Today, it’s possible for families to both use their art as a source of liquidity and to put it on display themselves or lend it out to a museum or other exhibitor.
How does one apply the quantitative power of computing and automation to the softer, more subjective world of art?
“We do it the same way one would analyze real estate, equities and debts,” said van den Oever. “Look at the liquidity, the volatility, the likelihood of a change in authenticity, and condition risks.”
The firm keeps a database of 10,000 assets and tracks how actively traded they are in the art market, with 2.5 million art transactions recorded in its database, offering a sense of the overall liquidity, volatility and valuation of works of art. Currently, the Overstone platform focuses on “flat art” and sculpture, but in the future it may be expanded to include other types of collectible real assets like classic cars and wine.
Van den Oever has leaned on experience in the banking and brokerage industries as well as a 12-year stint at Christie's working in various roles to develop Overstone. At Christie's, he recognized a “vast disconnect between the art market and the financial services industry.”
Few firms were able to successfully link art, which for many families is a significant asset, to finance, but at Christie's van den Oever worked with family offices to help wealthy clients use art as collateral.

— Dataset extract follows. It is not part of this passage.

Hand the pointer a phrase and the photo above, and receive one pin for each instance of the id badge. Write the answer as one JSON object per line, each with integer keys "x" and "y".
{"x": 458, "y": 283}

“We realized that there weren’t many offers in the market in terms of lenders, and at the same time, we were being taught by one of the biggest global private banks to write their global policies (regarding lending using art as collateral), “ he said. “After our policies were signed off by the executive committee, it got stuck in their risk department – so we ended up developing alongside the risk department a number of algorithms and tools that are able to measure and understand the riskiness of works of art.”